Boxer Health Problems – Digestive System
Boxer health problems that are related to the digestive system include:
Bloat is rather common in deep-chested large breed dogs such as the Boxers, characterized by a distended stomach as a result of gas accumulation. Sometimes, the bloated stomach may rotate, resulting in a “twisted stomach” which can completely block entry of blood supply into the organ. This condition is serious and can be life-threatening.
Some of the classic symptoms of dog bloat include unproductive attempts to vomit, retching, and enlargement of the stomach. The dog may drool excessively and may appear restless.
Sometimes, the dog may just have gas and simply look uncomfortable, and the stomach may feel a bit tight (but not distended).

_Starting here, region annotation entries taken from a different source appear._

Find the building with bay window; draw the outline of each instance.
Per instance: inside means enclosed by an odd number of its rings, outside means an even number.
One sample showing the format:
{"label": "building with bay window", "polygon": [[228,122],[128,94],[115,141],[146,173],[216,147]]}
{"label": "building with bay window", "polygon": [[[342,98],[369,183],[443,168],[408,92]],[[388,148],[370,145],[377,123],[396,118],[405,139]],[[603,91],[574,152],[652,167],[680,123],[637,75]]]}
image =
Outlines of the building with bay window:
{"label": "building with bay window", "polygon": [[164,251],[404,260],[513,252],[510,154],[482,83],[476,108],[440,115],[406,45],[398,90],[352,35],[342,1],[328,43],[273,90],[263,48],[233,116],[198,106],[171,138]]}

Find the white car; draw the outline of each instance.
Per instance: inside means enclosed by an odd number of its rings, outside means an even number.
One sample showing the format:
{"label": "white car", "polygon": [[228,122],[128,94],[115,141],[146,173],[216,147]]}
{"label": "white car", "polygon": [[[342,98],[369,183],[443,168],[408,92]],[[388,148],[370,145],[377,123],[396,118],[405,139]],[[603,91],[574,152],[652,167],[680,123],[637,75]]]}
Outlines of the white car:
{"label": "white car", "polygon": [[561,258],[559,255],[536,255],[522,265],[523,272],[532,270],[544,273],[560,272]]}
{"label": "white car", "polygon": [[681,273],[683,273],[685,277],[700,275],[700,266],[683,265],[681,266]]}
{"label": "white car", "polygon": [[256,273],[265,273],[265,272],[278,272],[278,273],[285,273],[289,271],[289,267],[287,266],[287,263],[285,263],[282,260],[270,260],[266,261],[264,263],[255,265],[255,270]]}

If your dog does not show the classic symptoms of bloat but has a tight stomach and cannot vomit or belch, be very observant and be prepared for an emergency trip to the veterinary clinic.
Colitis is the inflammation of the colon. Histiocytic ulcerative colitis is a form of colitis that occurs almost exclusively in Boxers.
Signs of this problem include severe, unrelenting diarrhea that contains mucus and blood, and weight loss. Signs usually appear in Boxers before the age of 2.
Treatment involves the use of medication (such as antibiotics or immunosuppressant drugs) to control the symptoms. Hypoallergenic diets are also recommended if colitis is the result of food intolerance or allergies.
Boxer Health Problems – The Joints
Hip dysplasia is a genetic disease that is characterized by an abnormal development of the hip joint. The typical sign of hip dysplasia is limping and bunny hopping. The condition can range from “mild” to “severe”. Treatment includes medical therapy and/or surgery.
Other Boxer Health Problems
Hypothyroidism is a hormonal condition. Specially, the thyroid gland produces insufficient amounts of the thyroid hormone.
Hypothyroidism in dogs is commonly an autoimmune disease (autoimmune thyroiditis), although it can occasionally be the result of causes such as a poor diet, overuse of certain medications, or toxins.
Dogs with hypothyroidism have low metabolisms, and show symptoms such as exercise intolerance, chronic skin infections, hair loss, and weight gain (without increase food consumption).
Growh Hormone-Responsive Alopecia (hair loss)
Normally growth hormone is secreted by the pituitary gland. But, for some unknown reasons, in some dogs the pituitary gland does not produce or release enough growth hormone. This results in, amongst other symptoms, symmetrical hair loss.
The symptoms generally appear at puberty, and Boxers, especially males, are predisposed to this disease. Treatment of choice for growth hormone-responsive alopecia is neutering.
Corneal dystrophies are inherited diseases of the cornea that occur in both eyes and are not related to inflammation. In most cases, corneal dystrophy appears as a round or oval grayish-white opacity in the substance of the cornea.
In some cases, these opacities may grow bigger; in other cases, they remain the same size.
Unfortunately, there is no effective treatment for this eye problem. Surgical removal of the dystrophy may temporarily improve vision, but the opacity will eventually re-form.
Boxers are predisposed to certain types of cancer, such as lymphosarcoma, which is cancer arising from the lymphocytes in the lymphatic system, malignant melanoma, which is a form of malignant skin tumor that arises from melanocytes, mast cell tumors, which arise from tissue mast cells, and osteosarcoma, which is the most common form of bone cancer in dogs.